3.2. The armadillo-like scaffold of Ric-8A is inherently unstable

For a long period of time, Ric-8A escaped attempts to determine its structure by means of X-ray crystallography. A probable reason for the “reluctance” of Ric-8 to form well-diffracting crystals became apparent following the recent solution of its structure.^{[60, 61]} The structure of the active nearly full length Ric-8A1–492 revealed two principal domains of Ric-8A: an armadillo-like core (residues about 1–426) and an unstructured C-terminal tail (residues 427–492).^[60] The electron density for the C-terminal tail of Ric-8A was missing in the structure of a shorter fragment Ric-8A1–452 as well.^[61] The armadillo-like core of Ric-8A is a mixture of canonical ARM repeats (three α-helices h1-h3, short h1 runs nearly perpendicular to a hairpin formed by h2 and h3) and non-canonical repeats lacking h1^[60], also described as ARM-related HEAT repeats.^[61] The tandem packing of ARM/HEAT repeats produces a right-handed ribbon-like superhelix featuring a concave surface formed by the h3 α-helices from repeats 2–8.^[60] It turned out that the truncated protein Ric-8A1–426 comprising the armadillo core alone, likely owing to its mixed nature, is thermally unstable (T_m 36.5 °C) and does not bind the C-terminal α5 helix of Gα.^[60] In contrast, Ric-8A1–452 regained the stability and the Gα α5 binding capacity of Ric-8A.^[60] Thus, the stability of Ric-8A and ability to interact with Gα critically depend on the intramolecular interactions between the proximal portion of the C-terminal tail (residues 427–452) and the armadillo-core domain. Ric-8A427–452 is a strongly acidic segment that is highly conserved in Ric-8 proteins (Fig. 2). It has been shown to interact with a highly basic and conserved area on the C-terminal portion of the Ric-8A core domain.^[60] Crosslinking constraints and the SAXS profile of Ric-8A guided the modeling of the proximal portion of the C-terminal tail Ric-8A, and MD simulations of the ensuing model of Ric-8A1–452 provided support for the stabilization effect of the intramolecular interactions.^[60]

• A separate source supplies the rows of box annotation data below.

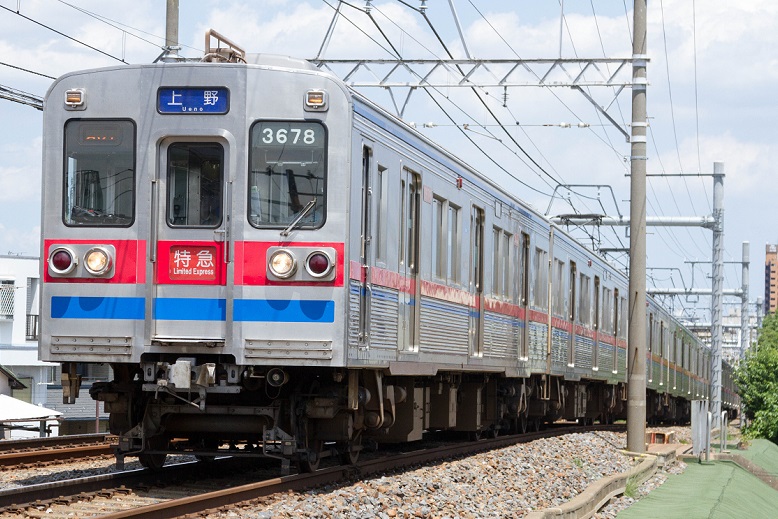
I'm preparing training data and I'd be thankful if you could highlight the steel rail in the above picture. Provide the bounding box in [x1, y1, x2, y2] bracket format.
[101, 425, 626, 519]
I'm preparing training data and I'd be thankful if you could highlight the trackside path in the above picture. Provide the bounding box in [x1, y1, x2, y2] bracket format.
[618, 440, 778, 519]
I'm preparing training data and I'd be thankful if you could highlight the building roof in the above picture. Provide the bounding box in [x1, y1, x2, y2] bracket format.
[0, 365, 27, 389]
[0, 395, 62, 422]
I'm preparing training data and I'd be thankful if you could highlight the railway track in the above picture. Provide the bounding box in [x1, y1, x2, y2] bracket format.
[0, 434, 116, 470]
[0, 425, 624, 519]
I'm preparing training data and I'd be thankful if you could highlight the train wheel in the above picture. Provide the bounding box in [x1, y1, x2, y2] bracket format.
[340, 431, 362, 465]
[519, 414, 529, 434]
[300, 440, 324, 472]
[300, 419, 324, 472]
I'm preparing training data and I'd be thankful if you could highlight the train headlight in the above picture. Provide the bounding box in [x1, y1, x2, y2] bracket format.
[268, 249, 297, 279]
[49, 247, 78, 276]
[84, 247, 113, 276]
[305, 251, 334, 278]
[305, 90, 329, 112]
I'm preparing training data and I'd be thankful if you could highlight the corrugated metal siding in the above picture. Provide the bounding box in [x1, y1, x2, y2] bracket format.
[597, 342, 613, 374]
[528, 321, 548, 371]
[551, 328, 570, 369]
[575, 335, 594, 369]
[370, 286, 400, 350]
[419, 297, 470, 354]
[348, 280, 362, 348]
[484, 312, 521, 359]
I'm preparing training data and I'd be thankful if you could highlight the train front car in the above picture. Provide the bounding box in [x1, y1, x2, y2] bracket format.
[40, 57, 360, 468]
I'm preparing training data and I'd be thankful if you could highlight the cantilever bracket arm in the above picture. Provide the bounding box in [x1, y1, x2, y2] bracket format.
[572, 85, 629, 142]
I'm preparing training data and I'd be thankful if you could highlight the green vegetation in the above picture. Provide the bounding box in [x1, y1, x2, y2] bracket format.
[736, 314, 778, 443]
[624, 476, 639, 499]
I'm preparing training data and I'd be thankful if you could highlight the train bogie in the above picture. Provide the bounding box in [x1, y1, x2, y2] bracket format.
[40, 41, 734, 469]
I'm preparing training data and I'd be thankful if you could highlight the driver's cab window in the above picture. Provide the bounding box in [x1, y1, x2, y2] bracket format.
[248, 121, 327, 228]
[167, 142, 224, 228]
[62, 119, 135, 227]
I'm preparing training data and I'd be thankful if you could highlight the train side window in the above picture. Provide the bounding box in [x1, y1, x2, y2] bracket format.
[551, 258, 566, 317]
[594, 276, 600, 330]
[532, 248, 548, 308]
[248, 121, 327, 229]
[167, 143, 224, 227]
[600, 287, 613, 335]
[374, 164, 389, 261]
[62, 119, 135, 227]
[578, 274, 592, 326]
[648, 314, 656, 356]
[613, 288, 621, 337]
[430, 196, 447, 278]
[518, 232, 529, 306]
[446, 202, 462, 283]
[492, 227, 511, 297]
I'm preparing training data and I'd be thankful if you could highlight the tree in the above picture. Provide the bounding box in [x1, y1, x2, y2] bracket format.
[736, 314, 778, 443]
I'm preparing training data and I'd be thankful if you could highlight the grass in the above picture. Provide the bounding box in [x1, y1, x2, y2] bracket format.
[624, 477, 639, 499]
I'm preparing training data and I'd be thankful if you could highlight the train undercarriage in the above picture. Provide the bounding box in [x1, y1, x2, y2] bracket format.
[77, 358, 690, 471]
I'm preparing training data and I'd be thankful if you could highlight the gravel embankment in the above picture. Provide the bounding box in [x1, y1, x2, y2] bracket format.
[0, 427, 716, 519]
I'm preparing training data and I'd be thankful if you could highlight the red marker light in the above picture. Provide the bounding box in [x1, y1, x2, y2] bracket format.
[307, 252, 332, 277]
[49, 249, 76, 274]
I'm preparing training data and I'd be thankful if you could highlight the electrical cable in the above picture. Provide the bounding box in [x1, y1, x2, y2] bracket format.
[0, 5, 127, 64]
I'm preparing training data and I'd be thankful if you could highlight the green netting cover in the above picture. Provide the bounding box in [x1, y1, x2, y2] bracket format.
[618, 440, 778, 519]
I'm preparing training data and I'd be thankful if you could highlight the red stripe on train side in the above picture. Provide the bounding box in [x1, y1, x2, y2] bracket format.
[42, 239, 146, 284]
[235, 241, 342, 287]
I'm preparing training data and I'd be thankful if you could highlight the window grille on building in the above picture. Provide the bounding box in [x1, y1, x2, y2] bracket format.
[0, 279, 14, 320]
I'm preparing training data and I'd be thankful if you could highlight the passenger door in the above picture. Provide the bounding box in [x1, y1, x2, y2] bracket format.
[400, 168, 421, 352]
[147, 140, 232, 347]
[470, 206, 484, 357]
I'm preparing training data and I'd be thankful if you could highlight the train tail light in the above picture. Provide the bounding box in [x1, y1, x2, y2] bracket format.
[305, 251, 334, 278]
[268, 249, 297, 279]
[84, 247, 113, 276]
[49, 247, 78, 276]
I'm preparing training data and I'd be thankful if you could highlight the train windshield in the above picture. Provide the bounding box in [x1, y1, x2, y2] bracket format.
[249, 121, 326, 229]
[62, 120, 135, 227]
[167, 143, 224, 228]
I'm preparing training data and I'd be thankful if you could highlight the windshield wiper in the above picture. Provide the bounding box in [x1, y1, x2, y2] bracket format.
[281, 198, 316, 236]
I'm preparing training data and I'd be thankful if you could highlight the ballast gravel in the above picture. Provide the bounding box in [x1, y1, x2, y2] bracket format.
[0, 427, 689, 519]
[207, 432, 636, 519]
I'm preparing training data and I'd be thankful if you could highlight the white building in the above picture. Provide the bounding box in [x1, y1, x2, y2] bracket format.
[0, 255, 110, 434]
[0, 256, 59, 406]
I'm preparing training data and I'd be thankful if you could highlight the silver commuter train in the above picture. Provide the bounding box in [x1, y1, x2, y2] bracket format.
[40, 41, 737, 470]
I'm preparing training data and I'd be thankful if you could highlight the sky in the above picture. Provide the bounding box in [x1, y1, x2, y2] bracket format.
[0, 0, 778, 321]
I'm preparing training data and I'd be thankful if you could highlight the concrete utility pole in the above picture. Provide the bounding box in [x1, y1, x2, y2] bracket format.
[165, 0, 178, 49]
[627, 0, 648, 452]
[740, 241, 751, 361]
[710, 162, 724, 429]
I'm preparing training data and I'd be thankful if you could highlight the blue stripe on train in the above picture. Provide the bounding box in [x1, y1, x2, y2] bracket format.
[234, 299, 335, 323]
[51, 296, 146, 320]
[153, 297, 227, 321]
[51, 296, 335, 323]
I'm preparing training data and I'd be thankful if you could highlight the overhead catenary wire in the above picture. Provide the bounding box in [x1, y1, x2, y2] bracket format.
[0, 5, 127, 63]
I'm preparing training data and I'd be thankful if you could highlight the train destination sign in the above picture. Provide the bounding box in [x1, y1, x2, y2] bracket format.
[168, 245, 216, 281]
[157, 87, 230, 114]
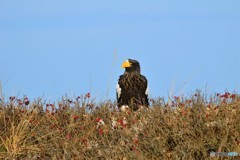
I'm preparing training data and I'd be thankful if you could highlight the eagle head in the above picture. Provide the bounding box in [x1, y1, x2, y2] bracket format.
[122, 59, 140, 73]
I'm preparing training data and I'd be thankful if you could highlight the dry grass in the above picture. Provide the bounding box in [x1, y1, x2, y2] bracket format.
[0, 92, 240, 160]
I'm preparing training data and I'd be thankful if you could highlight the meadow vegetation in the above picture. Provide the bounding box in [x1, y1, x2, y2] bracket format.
[0, 91, 240, 160]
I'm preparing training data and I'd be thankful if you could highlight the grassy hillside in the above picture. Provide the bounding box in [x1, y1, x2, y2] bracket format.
[0, 92, 240, 160]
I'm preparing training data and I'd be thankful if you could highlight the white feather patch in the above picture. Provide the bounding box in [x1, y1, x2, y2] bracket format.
[116, 84, 122, 98]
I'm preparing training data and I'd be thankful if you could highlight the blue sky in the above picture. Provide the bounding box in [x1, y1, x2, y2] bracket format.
[0, 0, 240, 100]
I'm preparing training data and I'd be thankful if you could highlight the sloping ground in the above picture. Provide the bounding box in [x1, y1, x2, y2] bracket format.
[0, 92, 240, 160]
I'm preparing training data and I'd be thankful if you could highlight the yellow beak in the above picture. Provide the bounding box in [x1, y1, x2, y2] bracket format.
[122, 60, 131, 68]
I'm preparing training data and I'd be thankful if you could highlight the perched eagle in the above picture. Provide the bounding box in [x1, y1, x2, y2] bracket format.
[116, 59, 149, 111]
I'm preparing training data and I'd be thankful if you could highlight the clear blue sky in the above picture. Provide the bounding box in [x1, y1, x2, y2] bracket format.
[0, 0, 240, 100]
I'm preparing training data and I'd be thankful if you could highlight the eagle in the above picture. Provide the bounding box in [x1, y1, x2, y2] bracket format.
[116, 59, 149, 111]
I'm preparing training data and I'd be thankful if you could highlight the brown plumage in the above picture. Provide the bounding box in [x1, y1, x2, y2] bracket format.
[117, 59, 149, 111]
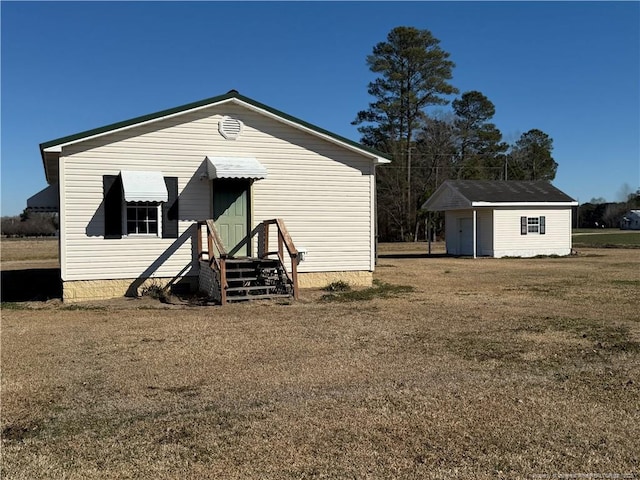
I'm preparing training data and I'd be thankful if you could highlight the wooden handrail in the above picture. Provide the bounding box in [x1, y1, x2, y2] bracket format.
[262, 218, 298, 300]
[207, 220, 228, 258]
[198, 220, 229, 305]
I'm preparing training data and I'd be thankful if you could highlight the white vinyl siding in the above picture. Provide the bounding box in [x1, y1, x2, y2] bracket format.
[494, 207, 571, 257]
[60, 105, 374, 281]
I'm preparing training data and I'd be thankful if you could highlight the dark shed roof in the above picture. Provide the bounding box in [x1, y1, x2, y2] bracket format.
[445, 180, 573, 203]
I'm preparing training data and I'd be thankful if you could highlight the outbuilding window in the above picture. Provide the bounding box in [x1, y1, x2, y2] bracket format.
[520, 216, 546, 235]
[102, 172, 178, 238]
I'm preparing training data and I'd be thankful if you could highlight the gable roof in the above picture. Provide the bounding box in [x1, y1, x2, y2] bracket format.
[422, 180, 578, 211]
[40, 90, 391, 181]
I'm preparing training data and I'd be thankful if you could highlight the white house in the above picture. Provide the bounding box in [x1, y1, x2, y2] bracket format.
[422, 180, 578, 257]
[28, 90, 390, 301]
[620, 210, 640, 230]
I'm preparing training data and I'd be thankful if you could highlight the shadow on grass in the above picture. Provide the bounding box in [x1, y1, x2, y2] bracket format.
[0, 268, 62, 302]
[378, 253, 451, 258]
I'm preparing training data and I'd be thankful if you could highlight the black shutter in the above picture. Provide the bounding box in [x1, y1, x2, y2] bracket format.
[102, 175, 122, 238]
[162, 177, 178, 238]
[520, 217, 527, 235]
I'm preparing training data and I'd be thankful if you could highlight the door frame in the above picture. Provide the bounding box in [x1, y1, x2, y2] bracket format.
[209, 178, 253, 257]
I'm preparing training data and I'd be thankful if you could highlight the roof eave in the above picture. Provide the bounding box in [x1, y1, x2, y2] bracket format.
[471, 201, 578, 208]
[40, 90, 391, 166]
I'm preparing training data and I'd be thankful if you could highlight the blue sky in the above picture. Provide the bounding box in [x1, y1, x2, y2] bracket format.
[0, 1, 640, 215]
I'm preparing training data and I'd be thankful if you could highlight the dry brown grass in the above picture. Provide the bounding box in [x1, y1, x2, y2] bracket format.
[0, 238, 59, 270]
[2, 245, 640, 479]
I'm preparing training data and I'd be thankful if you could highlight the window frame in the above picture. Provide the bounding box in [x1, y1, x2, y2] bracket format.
[520, 215, 547, 235]
[122, 201, 164, 238]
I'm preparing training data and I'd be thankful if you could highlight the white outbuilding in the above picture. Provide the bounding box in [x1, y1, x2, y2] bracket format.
[29, 90, 390, 303]
[422, 180, 578, 257]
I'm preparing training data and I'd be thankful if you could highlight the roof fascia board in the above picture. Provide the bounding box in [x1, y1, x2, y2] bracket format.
[471, 201, 578, 207]
[231, 95, 391, 164]
[40, 94, 239, 152]
[40, 92, 391, 164]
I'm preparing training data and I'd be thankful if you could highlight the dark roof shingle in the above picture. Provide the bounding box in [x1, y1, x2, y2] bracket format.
[445, 180, 574, 203]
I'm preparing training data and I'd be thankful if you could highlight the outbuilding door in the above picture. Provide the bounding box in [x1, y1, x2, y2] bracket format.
[212, 179, 250, 257]
[458, 218, 473, 255]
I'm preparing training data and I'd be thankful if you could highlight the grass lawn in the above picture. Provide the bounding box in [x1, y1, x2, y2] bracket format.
[573, 229, 640, 248]
[0, 244, 640, 479]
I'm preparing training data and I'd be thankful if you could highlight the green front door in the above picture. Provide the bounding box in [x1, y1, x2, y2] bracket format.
[212, 179, 249, 257]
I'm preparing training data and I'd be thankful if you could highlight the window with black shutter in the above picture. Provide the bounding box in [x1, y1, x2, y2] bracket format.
[103, 175, 178, 238]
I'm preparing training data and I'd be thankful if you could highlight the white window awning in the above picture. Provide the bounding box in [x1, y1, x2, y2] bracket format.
[207, 156, 267, 180]
[120, 170, 169, 202]
[27, 183, 60, 213]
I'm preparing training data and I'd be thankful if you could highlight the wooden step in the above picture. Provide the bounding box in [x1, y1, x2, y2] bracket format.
[227, 293, 292, 303]
[227, 285, 277, 293]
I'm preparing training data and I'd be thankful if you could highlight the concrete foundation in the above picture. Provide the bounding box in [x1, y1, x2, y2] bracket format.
[62, 271, 373, 303]
[62, 277, 198, 303]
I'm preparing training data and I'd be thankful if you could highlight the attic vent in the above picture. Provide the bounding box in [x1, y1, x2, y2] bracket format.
[218, 117, 243, 140]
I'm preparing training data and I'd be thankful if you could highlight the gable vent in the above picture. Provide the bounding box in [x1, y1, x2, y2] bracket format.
[218, 117, 243, 140]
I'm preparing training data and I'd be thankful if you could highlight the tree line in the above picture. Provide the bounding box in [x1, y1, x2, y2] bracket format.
[0, 209, 59, 237]
[352, 27, 558, 241]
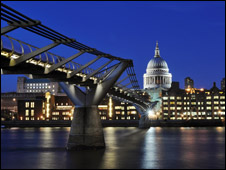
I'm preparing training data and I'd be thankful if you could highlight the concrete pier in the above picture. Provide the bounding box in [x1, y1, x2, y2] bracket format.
[139, 115, 151, 129]
[67, 106, 105, 150]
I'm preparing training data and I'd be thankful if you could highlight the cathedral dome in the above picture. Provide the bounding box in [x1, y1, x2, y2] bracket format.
[147, 57, 168, 69]
[144, 42, 172, 89]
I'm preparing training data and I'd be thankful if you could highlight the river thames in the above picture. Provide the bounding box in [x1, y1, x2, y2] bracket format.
[1, 127, 225, 169]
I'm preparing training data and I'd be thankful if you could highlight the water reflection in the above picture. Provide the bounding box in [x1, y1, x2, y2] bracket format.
[1, 127, 225, 169]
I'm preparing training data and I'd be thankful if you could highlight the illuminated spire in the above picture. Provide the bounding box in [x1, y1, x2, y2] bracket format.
[155, 41, 160, 57]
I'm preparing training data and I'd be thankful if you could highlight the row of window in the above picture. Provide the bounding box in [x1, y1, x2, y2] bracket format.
[25, 83, 55, 88]
[163, 101, 225, 105]
[25, 102, 35, 108]
[163, 106, 225, 110]
[163, 96, 225, 100]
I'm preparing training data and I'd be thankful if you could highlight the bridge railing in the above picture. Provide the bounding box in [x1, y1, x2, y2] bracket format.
[1, 3, 140, 89]
[1, 35, 104, 77]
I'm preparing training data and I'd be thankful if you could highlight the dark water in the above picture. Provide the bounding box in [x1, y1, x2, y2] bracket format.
[1, 127, 225, 169]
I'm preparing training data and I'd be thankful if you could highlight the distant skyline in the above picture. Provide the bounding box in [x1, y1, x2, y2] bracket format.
[1, 1, 225, 92]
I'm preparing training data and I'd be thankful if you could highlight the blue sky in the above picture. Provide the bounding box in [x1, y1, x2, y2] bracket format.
[1, 1, 225, 92]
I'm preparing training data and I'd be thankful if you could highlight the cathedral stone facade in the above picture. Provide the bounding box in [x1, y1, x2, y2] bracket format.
[144, 42, 172, 90]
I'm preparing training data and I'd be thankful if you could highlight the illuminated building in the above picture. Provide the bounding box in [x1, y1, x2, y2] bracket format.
[98, 97, 139, 120]
[184, 77, 194, 89]
[162, 82, 225, 120]
[17, 77, 60, 95]
[1, 92, 43, 120]
[221, 78, 225, 90]
[143, 42, 172, 89]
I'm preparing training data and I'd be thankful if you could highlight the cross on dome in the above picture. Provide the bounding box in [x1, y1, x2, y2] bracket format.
[155, 41, 160, 57]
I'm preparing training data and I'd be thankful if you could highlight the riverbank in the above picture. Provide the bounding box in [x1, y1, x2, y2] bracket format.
[1, 120, 225, 127]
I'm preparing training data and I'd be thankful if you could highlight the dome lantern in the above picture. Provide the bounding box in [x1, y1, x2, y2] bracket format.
[144, 41, 172, 89]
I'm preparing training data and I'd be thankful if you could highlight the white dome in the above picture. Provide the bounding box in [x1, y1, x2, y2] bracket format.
[144, 42, 172, 89]
[147, 57, 168, 69]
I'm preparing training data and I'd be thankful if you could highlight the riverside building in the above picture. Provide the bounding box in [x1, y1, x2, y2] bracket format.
[162, 82, 225, 120]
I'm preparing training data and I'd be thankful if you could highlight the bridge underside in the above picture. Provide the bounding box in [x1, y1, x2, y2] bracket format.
[0, 3, 149, 150]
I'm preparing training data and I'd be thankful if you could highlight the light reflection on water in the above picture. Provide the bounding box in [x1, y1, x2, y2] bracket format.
[1, 127, 225, 169]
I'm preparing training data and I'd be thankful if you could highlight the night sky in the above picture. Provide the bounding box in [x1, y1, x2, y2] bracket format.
[1, 1, 225, 92]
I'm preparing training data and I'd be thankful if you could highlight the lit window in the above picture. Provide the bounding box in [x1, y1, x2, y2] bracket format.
[170, 96, 175, 100]
[206, 107, 211, 110]
[25, 102, 29, 108]
[31, 102, 35, 108]
[31, 110, 34, 116]
[206, 96, 211, 99]
[25, 110, 29, 116]
[163, 97, 168, 100]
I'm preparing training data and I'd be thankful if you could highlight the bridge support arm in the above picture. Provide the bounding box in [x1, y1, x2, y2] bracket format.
[44, 51, 85, 74]
[67, 56, 101, 78]
[59, 82, 86, 107]
[1, 25, 19, 35]
[86, 62, 128, 105]
[9, 42, 60, 66]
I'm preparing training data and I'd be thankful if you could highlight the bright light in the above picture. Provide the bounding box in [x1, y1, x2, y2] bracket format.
[109, 97, 113, 118]
[148, 110, 155, 118]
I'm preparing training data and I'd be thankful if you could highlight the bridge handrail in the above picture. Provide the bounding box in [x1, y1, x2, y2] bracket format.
[1, 3, 140, 89]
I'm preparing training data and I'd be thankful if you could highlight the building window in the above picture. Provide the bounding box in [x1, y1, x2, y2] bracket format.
[25, 102, 29, 108]
[206, 102, 211, 105]
[220, 96, 225, 99]
[31, 110, 35, 116]
[25, 110, 29, 116]
[31, 102, 35, 108]
[170, 96, 175, 100]
[213, 96, 219, 99]
[163, 97, 168, 100]
[177, 97, 181, 100]
[206, 96, 211, 99]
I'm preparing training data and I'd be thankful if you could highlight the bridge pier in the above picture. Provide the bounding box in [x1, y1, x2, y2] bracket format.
[139, 115, 151, 129]
[67, 106, 105, 150]
[59, 62, 128, 150]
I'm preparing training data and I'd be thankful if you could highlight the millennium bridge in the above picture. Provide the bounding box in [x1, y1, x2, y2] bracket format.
[1, 3, 151, 149]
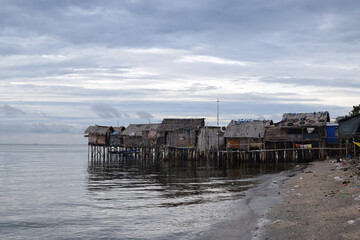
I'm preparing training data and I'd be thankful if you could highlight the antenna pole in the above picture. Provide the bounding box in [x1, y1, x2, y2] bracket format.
[216, 99, 219, 126]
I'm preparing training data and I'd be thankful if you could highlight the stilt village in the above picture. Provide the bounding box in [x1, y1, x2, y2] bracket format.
[85, 111, 360, 161]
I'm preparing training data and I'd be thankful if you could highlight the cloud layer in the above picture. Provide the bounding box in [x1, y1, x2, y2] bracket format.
[0, 0, 360, 141]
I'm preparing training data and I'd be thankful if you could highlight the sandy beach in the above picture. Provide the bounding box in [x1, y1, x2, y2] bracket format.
[262, 159, 360, 240]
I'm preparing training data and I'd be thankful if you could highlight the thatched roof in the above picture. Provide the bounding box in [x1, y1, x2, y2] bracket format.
[120, 123, 160, 137]
[85, 125, 114, 136]
[276, 112, 330, 128]
[264, 126, 287, 141]
[159, 118, 205, 132]
[224, 120, 272, 138]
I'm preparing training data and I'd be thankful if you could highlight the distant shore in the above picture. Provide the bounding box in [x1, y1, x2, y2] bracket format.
[262, 159, 360, 240]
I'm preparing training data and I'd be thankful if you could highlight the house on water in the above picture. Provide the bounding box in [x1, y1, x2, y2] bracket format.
[85, 125, 114, 147]
[159, 118, 205, 148]
[110, 126, 125, 147]
[224, 120, 273, 150]
[338, 114, 360, 140]
[272, 111, 330, 148]
[120, 123, 160, 147]
[196, 127, 225, 152]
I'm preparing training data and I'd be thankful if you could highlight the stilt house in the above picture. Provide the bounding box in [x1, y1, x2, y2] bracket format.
[265, 112, 330, 148]
[120, 124, 160, 147]
[159, 118, 205, 148]
[110, 126, 125, 147]
[338, 114, 360, 139]
[196, 127, 225, 152]
[85, 125, 114, 146]
[224, 120, 273, 150]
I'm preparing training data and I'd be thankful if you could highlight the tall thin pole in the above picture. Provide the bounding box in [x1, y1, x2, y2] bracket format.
[216, 99, 219, 126]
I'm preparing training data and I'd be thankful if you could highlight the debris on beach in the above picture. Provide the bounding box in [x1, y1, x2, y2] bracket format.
[334, 176, 344, 181]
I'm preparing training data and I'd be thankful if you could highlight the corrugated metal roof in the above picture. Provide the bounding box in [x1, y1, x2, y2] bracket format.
[120, 123, 160, 137]
[85, 125, 114, 135]
[159, 118, 205, 132]
[276, 111, 330, 128]
[224, 120, 272, 138]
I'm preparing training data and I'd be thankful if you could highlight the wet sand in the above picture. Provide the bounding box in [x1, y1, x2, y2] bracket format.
[262, 159, 360, 240]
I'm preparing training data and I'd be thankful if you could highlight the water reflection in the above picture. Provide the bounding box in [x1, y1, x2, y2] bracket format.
[87, 158, 292, 208]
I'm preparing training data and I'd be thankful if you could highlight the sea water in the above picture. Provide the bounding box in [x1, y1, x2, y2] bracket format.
[0, 145, 293, 239]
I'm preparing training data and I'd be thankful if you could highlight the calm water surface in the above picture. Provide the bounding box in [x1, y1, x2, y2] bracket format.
[0, 145, 291, 239]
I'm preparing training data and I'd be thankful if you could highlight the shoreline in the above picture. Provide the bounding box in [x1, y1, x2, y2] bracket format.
[262, 159, 360, 240]
[195, 164, 307, 240]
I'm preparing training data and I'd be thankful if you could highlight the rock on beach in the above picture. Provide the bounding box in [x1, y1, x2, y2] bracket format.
[264, 159, 360, 240]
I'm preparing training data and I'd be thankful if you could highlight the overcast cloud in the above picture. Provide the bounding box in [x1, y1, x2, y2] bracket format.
[0, 0, 360, 143]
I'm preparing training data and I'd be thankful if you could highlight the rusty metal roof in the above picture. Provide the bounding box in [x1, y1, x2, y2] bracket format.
[159, 118, 205, 132]
[120, 123, 160, 137]
[85, 125, 114, 136]
[224, 120, 272, 138]
[276, 111, 330, 128]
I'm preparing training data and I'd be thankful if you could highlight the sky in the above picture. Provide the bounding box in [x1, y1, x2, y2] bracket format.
[0, 0, 360, 144]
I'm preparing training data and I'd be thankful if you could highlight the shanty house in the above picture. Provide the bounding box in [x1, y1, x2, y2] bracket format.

Figure 2. — Critical elements within the C-terminal tail of Ric-8A are highly conserved. Sequence alignment of C-terminal regions of Ric-8A (a) and Ric-8B (b) proteins corresponding to residues 427–492 of bovine Ric-8A. The segments with the highest conservation are: (1) the acidic patch within the proximal C-terminal tail that is involved in the stabilizing intramolecular interaction with the conserved basic surface of the armadillo-core domain, and (2) the αC-helix from the distal C-terminal tail that is predicted to interact with the switch II/α3-helix of Gα. Arrows indicated the sites of phosphorylation by the CK2 kinase (p) and the positions corresponding to K462 and K488 involved in crosslinking to Gα_i (XL). aBov/bBov, bovine NP_001015627/XP_010803593; aHum/bHum, human NP_001273063/ NP_001338293; aMus/bMus, murine NP_444424/ NP_898995; aGal/bGal, chicken NP_001026345/XP_416305; aXen/bXen, *Xenopus tropicalis* NP_989159/ XP_012815216; aCyp/bCyp, *Cyprinus carpio* XP_018918733/XP_018939971; C.e., *C. elegans* NP_001023561.

Interestingly, two residues within the acidic segment, S435 and T440, are phosphorylated by the CK2 kinase resulting in potentiation of Ric-8A GEF activity (Fig. 2).^[62] Apparently, the phosphorylation sites augment the stabilizing intramolecular electrostatic interactions in Ric-8A, which (a) allosterically enhance the binding of Gα α5 helix to the core domain of Ric-8A, and (b) may help positioning the distal C-terminus of Ric-8A for the interaction with the Gα switch II region.^[63] Serendipitously, in the crystal lattice of the complex of Ric-8A1–492 with MBP-Gα_t327–350, the Ric-8A core is stabilized by contacts between its positively charged region and the negatively charged domain of MBP, enabling solution of this structure.^[60] Likewise, phosphorylation of Ric-8A1–452 was required to obtain its diffracting crystals.^[61]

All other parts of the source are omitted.